Sure, I’d heard of The Rolling Stones, but not given them much thought. Yet here they were in black and white and cheap color. Shockingly, my dad – my dad – sat down on the porch of the beach house to thumb thru CREEM, and there’s Mick Jagger commandeering this giant inflatable phallus. Nice one, Mick (it was a stage prop for their ’75 tour). But we would see more great things from the Stones. As I came of age in the years ahead, the Stones - re-energized with Ron Wood - went on the release Some Girls and Tattoo You (by then I was in my college dorm room, cranking Slave with those delicious Keef licks). But that was light years away. In ’75, I had barely cracked puberty.

Surely the biggest impression left on me that summer was an article in CREEM about a New York band called KISS. KISS was like nothing I’d ever seen or heard before. Taking some cues from Alice Cooper, KISS wasn’t just one character like Alice, but four masked personalities – something for everyone, or something for you alone, depending on your mood. Feeling a bit reserved, but coolly astral? Spaceman Ace. How about a stomping, blood-drooling biker from hell? Demon Gene was your man.

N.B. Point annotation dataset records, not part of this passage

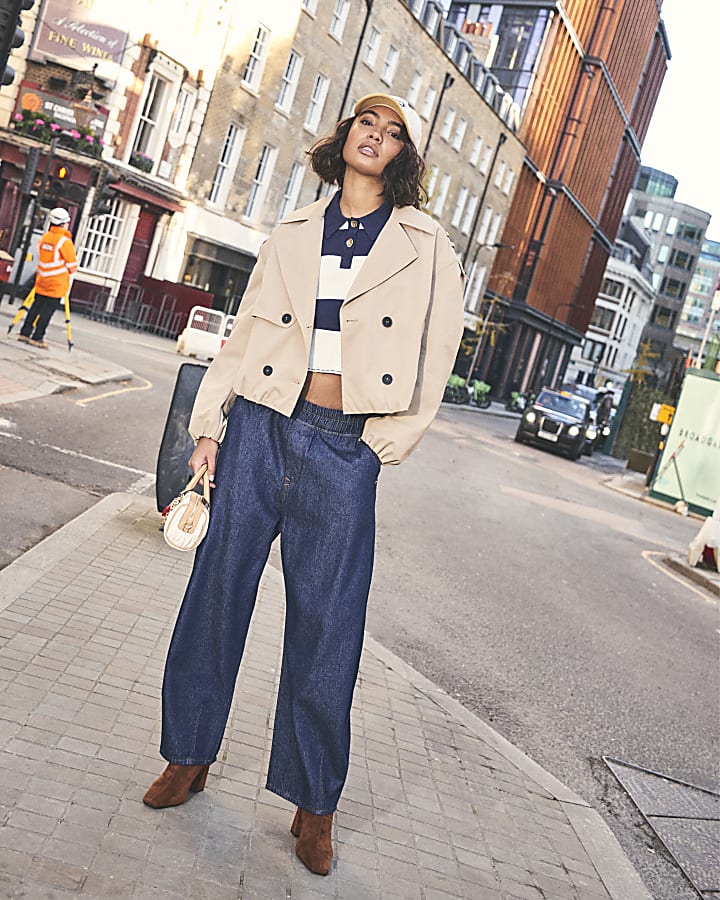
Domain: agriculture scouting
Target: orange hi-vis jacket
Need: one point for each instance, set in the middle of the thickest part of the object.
(57, 262)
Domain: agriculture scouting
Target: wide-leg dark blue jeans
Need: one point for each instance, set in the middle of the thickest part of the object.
(309, 478)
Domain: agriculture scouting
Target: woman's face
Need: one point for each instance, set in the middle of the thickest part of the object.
(375, 138)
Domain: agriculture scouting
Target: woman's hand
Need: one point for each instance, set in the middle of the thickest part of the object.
(205, 452)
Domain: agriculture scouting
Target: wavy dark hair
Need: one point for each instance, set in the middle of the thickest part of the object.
(402, 177)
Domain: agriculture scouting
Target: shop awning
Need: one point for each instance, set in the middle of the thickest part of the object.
(130, 190)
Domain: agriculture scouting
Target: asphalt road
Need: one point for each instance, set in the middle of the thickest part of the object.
(513, 578)
(524, 586)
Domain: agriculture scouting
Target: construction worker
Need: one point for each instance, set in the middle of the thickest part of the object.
(57, 263)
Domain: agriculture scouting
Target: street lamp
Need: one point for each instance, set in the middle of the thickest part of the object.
(488, 315)
(502, 137)
(353, 65)
(448, 82)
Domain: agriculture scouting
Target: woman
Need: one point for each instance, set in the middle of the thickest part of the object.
(336, 365)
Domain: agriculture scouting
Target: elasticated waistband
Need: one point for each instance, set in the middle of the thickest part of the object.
(328, 419)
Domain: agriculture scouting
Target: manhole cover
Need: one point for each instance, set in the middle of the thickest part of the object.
(686, 819)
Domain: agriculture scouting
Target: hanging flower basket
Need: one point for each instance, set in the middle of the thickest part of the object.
(141, 161)
(43, 128)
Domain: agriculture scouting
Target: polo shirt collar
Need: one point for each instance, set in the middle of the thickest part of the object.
(372, 223)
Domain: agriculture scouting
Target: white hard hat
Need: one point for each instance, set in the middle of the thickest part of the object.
(59, 216)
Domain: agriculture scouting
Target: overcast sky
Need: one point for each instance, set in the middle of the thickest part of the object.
(682, 139)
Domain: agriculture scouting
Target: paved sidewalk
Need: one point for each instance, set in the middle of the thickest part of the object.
(437, 804)
(27, 372)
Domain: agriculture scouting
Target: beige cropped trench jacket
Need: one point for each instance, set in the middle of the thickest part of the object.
(400, 329)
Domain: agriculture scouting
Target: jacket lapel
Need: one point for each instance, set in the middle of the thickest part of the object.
(299, 243)
(392, 251)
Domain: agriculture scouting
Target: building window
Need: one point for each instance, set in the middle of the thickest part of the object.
(390, 65)
(317, 102)
(339, 18)
(153, 108)
(459, 135)
(439, 203)
(671, 287)
(687, 232)
(99, 250)
(259, 187)
(469, 214)
(475, 154)
(256, 61)
(292, 189)
(603, 318)
(289, 81)
(414, 89)
(459, 207)
(225, 169)
(473, 291)
(612, 288)
(371, 48)
(447, 124)
(181, 116)
(484, 225)
(428, 102)
(485, 161)
(495, 230)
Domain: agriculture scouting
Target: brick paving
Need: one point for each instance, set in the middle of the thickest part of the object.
(436, 805)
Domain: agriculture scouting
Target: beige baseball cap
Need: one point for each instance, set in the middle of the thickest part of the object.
(405, 112)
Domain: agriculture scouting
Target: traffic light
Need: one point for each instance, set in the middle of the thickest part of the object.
(104, 197)
(11, 35)
(60, 180)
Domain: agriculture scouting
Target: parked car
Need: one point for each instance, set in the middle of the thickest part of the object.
(559, 420)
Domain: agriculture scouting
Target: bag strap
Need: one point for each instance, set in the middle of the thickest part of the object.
(195, 480)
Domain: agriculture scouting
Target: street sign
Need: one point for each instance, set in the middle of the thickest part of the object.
(662, 412)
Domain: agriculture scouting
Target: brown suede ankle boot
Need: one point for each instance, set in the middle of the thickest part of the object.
(174, 785)
(314, 846)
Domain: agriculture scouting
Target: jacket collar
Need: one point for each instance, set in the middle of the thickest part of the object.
(299, 243)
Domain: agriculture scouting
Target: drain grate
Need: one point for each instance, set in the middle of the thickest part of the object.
(686, 819)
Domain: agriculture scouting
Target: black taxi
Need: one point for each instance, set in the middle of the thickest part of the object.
(559, 420)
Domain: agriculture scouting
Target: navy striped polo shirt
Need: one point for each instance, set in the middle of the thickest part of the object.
(345, 247)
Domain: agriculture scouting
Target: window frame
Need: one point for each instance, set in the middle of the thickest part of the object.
(293, 186)
(338, 19)
(255, 64)
(316, 104)
(372, 48)
(260, 183)
(390, 65)
(226, 165)
(289, 81)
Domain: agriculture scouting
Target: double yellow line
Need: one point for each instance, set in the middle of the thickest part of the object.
(143, 387)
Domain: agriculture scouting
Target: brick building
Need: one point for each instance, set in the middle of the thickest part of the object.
(586, 76)
(114, 106)
(289, 73)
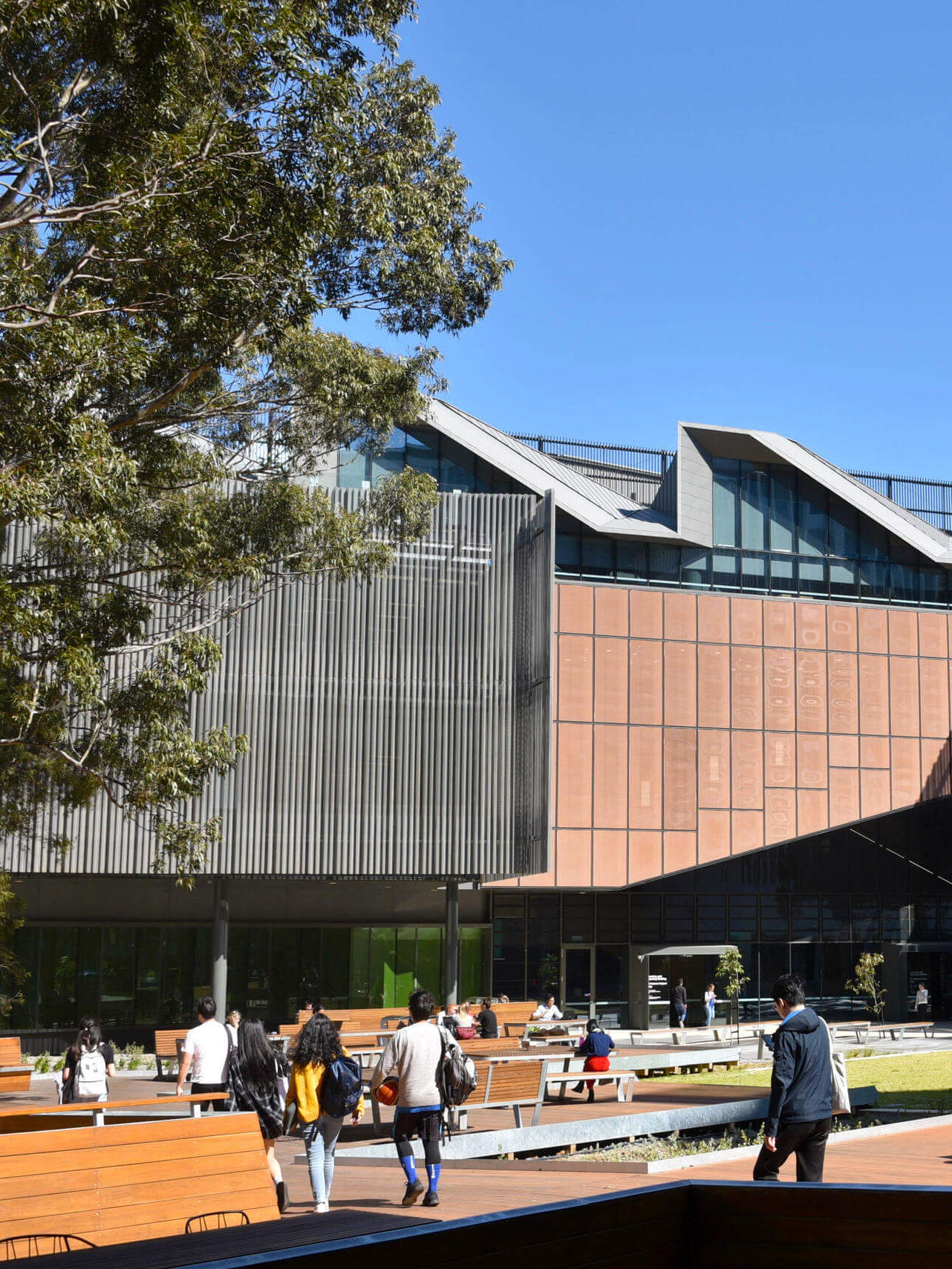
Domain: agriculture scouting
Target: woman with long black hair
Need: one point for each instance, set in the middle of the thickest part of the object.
(253, 1080)
(316, 1047)
(87, 1063)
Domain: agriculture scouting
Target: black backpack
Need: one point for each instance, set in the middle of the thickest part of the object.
(457, 1074)
(342, 1088)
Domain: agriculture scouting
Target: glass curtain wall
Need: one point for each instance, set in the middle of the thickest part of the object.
(776, 532)
(151, 976)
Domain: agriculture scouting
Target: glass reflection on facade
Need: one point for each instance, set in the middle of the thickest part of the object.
(151, 976)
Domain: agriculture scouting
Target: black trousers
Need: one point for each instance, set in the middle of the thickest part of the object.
(807, 1141)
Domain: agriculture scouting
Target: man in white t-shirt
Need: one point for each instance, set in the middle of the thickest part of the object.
(205, 1054)
(550, 1011)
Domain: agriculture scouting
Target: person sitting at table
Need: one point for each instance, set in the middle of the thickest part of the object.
(449, 1018)
(594, 1047)
(549, 1011)
(465, 1023)
(486, 1022)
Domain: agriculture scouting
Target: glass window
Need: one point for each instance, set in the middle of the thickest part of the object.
(117, 998)
(844, 531)
(905, 583)
(631, 560)
(148, 957)
(843, 578)
(664, 564)
(754, 509)
(178, 959)
(474, 977)
(359, 988)
(835, 918)
(579, 918)
(711, 918)
(352, 470)
(597, 558)
(456, 469)
(336, 965)
(933, 585)
(754, 571)
(567, 553)
(783, 575)
(612, 916)
(381, 977)
(726, 492)
(429, 959)
(775, 918)
(679, 918)
(812, 518)
(405, 968)
(783, 510)
(812, 576)
(875, 579)
(866, 918)
(743, 918)
(694, 567)
(726, 570)
(803, 916)
(645, 918)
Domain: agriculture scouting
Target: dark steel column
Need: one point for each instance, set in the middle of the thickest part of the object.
(451, 950)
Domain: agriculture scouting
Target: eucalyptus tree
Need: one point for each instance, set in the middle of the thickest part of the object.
(187, 192)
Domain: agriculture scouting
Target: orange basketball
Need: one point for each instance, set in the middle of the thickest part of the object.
(386, 1093)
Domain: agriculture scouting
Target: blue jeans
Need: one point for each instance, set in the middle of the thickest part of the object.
(320, 1138)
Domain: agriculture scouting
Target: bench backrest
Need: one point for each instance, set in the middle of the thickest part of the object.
(166, 1041)
(10, 1052)
(506, 1083)
(127, 1181)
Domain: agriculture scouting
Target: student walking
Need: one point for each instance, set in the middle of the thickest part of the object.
(89, 1063)
(710, 1002)
(413, 1059)
(253, 1080)
(206, 1054)
(800, 1116)
(316, 1050)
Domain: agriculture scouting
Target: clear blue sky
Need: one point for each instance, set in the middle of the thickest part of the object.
(734, 213)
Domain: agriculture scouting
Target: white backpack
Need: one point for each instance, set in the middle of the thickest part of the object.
(91, 1077)
(839, 1084)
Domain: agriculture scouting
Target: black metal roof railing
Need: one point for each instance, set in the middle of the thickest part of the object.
(930, 499)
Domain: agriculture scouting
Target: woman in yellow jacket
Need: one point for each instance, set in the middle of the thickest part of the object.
(316, 1047)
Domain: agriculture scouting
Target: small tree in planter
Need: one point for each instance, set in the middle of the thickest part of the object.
(730, 972)
(867, 984)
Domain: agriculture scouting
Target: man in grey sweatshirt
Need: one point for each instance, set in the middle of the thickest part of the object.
(413, 1057)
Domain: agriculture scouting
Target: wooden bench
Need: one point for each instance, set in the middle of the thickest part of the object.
(515, 1084)
(14, 1077)
(898, 1031)
(126, 1181)
(503, 1081)
(624, 1081)
(166, 1050)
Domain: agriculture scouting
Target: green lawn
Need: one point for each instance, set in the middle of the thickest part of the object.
(921, 1080)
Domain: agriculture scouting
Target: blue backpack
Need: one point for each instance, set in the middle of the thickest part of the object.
(342, 1088)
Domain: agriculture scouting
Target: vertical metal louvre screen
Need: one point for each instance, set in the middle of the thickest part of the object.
(399, 726)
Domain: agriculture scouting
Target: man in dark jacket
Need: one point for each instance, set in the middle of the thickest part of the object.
(800, 1113)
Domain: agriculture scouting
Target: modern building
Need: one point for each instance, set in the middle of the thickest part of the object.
(620, 710)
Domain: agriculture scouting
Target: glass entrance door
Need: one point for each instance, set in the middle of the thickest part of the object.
(579, 980)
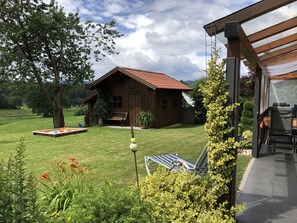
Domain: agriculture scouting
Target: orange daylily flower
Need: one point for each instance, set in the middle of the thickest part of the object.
(73, 166)
(72, 160)
(45, 176)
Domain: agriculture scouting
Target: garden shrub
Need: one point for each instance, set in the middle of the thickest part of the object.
(221, 143)
(106, 203)
(18, 197)
(61, 185)
(182, 197)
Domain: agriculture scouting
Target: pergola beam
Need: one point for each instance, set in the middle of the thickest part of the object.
(273, 30)
(277, 60)
(278, 53)
(276, 43)
(246, 14)
(288, 76)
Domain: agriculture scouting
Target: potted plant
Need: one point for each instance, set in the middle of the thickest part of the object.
(145, 119)
(101, 110)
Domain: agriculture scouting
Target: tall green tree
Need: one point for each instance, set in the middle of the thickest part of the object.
(40, 42)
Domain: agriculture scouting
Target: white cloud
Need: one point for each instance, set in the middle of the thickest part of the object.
(160, 35)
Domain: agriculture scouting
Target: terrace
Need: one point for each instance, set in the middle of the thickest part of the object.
(263, 37)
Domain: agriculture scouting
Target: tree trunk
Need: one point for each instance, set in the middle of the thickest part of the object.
(58, 116)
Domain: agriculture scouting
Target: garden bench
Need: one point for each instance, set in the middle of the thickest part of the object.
(118, 116)
(176, 163)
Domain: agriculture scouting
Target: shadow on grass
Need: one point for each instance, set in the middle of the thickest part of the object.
(183, 126)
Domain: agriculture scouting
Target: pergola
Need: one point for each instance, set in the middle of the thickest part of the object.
(270, 52)
(269, 49)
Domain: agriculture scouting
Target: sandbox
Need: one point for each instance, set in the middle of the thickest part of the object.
(59, 131)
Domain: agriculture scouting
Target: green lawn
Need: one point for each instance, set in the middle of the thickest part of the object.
(105, 150)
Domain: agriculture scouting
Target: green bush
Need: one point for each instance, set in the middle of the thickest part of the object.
(182, 197)
(249, 105)
(18, 199)
(106, 203)
(61, 185)
(145, 118)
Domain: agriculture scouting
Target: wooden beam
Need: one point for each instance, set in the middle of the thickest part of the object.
(248, 51)
(273, 30)
(276, 43)
(288, 76)
(278, 52)
(245, 14)
(289, 57)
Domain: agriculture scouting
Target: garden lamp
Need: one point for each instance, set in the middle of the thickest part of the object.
(133, 147)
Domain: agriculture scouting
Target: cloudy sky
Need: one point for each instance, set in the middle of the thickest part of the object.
(159, 35)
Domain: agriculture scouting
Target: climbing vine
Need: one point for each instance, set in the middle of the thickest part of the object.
(221, 146)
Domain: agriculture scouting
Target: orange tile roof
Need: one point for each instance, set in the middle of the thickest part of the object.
(159, 80)
(153, 80)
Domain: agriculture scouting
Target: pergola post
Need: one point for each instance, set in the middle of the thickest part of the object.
(233, 78)
(257, 95)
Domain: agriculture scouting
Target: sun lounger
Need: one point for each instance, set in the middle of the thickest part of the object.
(176, 163)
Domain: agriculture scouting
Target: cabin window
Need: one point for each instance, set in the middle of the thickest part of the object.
(117, 101)
(165, 104)
(175, 103)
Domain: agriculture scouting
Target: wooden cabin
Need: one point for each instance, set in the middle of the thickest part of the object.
(133, 90)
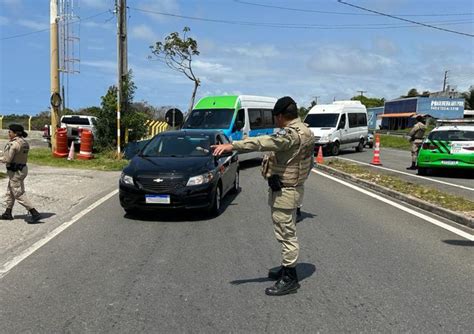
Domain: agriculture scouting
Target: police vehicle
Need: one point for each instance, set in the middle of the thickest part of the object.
(449, 145)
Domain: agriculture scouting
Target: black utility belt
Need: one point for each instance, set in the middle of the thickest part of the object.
(15, 167)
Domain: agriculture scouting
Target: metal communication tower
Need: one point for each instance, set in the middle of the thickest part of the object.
(69, 47)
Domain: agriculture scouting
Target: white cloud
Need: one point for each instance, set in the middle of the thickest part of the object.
(36, 25)
(96, 3)
(385, 46)
(348, 61)
(105, 65)
(164, 6)
(264, 51)
(143, 32)
(4, 20)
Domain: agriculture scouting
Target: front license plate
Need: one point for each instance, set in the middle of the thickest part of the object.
(449, 162)
(157, 199)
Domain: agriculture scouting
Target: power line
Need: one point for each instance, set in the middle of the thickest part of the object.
(406, 20)
(294, 25)
(47, 29)
(306, 10)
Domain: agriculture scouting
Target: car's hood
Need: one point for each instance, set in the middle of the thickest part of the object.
(168, 165)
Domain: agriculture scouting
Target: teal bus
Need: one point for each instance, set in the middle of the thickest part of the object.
(237, 116)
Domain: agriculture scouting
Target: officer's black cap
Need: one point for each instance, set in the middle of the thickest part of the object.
(18, 129)
(282, 104)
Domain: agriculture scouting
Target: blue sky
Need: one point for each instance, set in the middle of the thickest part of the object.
(299, 48)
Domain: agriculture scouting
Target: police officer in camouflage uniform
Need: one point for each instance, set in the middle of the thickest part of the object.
(15, 157)
(416, 139)
(286, 169)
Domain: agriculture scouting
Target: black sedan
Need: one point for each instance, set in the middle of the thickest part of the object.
(176, 170)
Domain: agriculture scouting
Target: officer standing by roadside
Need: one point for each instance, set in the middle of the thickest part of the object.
(416, 139)
(286, 169)
(15, 156)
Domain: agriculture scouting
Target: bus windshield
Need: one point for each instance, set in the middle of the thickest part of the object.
(209, 119)
(322, 120)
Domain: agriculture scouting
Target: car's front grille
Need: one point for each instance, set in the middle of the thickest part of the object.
(157, 184)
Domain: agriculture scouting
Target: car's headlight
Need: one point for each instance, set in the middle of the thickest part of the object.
(200, 179)
(126, 179)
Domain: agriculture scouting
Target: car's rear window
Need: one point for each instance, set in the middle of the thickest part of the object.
(75, 121)
(178, 146)
(452, 135)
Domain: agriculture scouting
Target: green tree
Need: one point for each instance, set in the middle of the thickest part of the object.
(131, 120)
(177, 53)
(369, 102)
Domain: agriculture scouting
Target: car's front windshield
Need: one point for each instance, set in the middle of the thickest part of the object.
(321, 120)
(209, 119)
(178, 146)
(452, 135)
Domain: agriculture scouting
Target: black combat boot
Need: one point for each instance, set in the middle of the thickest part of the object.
(288, 283)
(275, 273)
(412, 167)
(35, 216)
(7, 215)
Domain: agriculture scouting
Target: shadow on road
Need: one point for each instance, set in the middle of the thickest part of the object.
(304, 270)
(467, 243)
(304, 215)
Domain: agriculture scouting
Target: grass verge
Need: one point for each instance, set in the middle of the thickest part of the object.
(428, 194)
(102, 161)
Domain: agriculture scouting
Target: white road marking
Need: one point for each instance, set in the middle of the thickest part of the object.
(401, 207)
(409, 174)
(40, 243)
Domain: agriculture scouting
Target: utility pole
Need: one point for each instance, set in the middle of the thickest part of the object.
(54, 59)
(445, 80)
(121, 9)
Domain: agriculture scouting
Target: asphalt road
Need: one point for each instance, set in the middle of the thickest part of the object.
(365, 266)
(455, 182)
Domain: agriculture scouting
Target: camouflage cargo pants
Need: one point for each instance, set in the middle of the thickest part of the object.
(283, 207)
(16, 189)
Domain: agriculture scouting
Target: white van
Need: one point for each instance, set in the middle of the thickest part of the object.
(340, 125)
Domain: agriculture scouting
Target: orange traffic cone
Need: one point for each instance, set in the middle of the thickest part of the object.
(376, 158)
(319, 158)
(71, 152)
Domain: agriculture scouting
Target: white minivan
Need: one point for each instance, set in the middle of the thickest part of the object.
(340, 125)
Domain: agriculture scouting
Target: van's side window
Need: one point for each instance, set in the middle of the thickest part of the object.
(353, 120)
(342, 122)
(255, 118)
(361, 119)
(268, 121)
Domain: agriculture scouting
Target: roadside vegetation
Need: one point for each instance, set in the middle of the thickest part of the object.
(105, 161)
(428, 194)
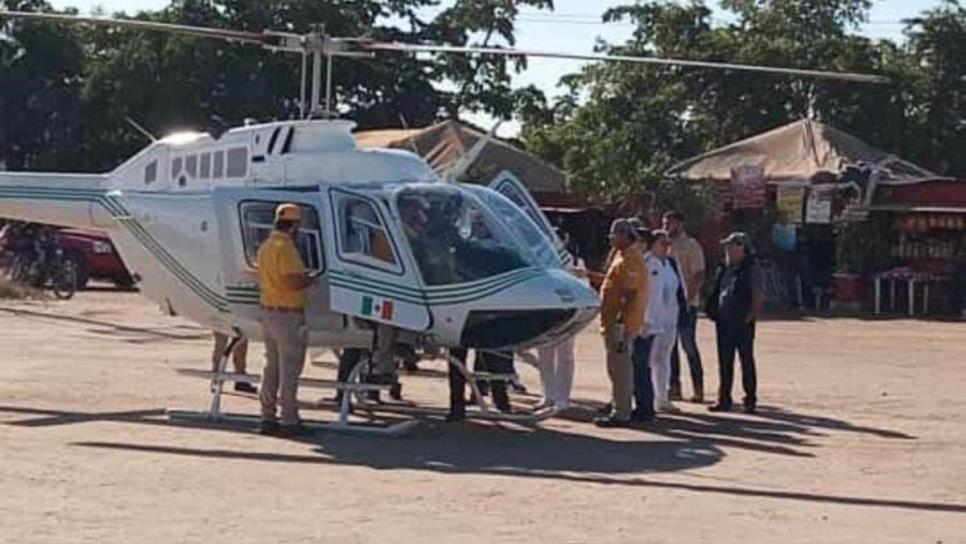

KISS was a hard rockin’ band ready to blow your doors down. This was a couple years before the KISS Army was infiltrated by elementary school children, and the band had traded in the bomb attack of songs like Deuce for gum wrapper discards like Christine Sixteen.

My friend Paul had some of the inside scoop. His older brother had been a KISS fan for at least a year, and already had his room papered with photos. He even owned a pair of platform boots. The platforms were not high by KISS standards, nor did they have spikes or other accoutrements, but they did have some sort of lightning bolt design on the sides.

Before the week was over, we managed to locate a hidden stash of Playboys in the one of the beach house’s closets. Some friends of my parents came to visit one afternoon, with their own teenage daughter, but we were all too shy to interact. I lost a Frisbee in a tangle of thorny shrubs at the property’s edge (no doubt bulldozed decades ago – are there any thorny shrubs left at the beach?). Paul and I remained loyal to Elton and Tull and vowed to make album purchases before summer’s end.

Oddly, despite our t-shirt choices, I was the one who bought Minstrel In The Gallery, while Paul bought Captain Fantastic and the Brown Dirt Cowboy. Paul got the better deal. One of Elton John’s most anticipated releases, Captain Fantastic came with a poster, lyric booklet, and comic book, all in a wildly artistic package. From The End of the World To Your Town . . .

Ian Anderson and crew’s Minstrel in the Gallery seemed a bit lackluster in comparison. Aside from the lengthy title track, nothing resonated like some of Tull’s earlier works.

But our musical quests ended early that fall, when KISS released Alive! One look at the cover photo summed up all KISS had to offer: smoke, guitars and black leather. A color booklet of photos revealed the band in action. The music wasn’t bad, either. In fact, listening to it today, I am struck by how listenable the hook-laden tunes remain.

My Dad still looked at some of my magazines on occasion. Noting the Gene Simmons picture on my bedroom wall, he asked, “Why didn’t you hang this up instead?” holding open a page to Suzi Quatro.

I dunno. Suzi just didn’t breathe fire or spew blood for me like Mr. Simmons did. Lust for rock ‘n’ roll never felt so good.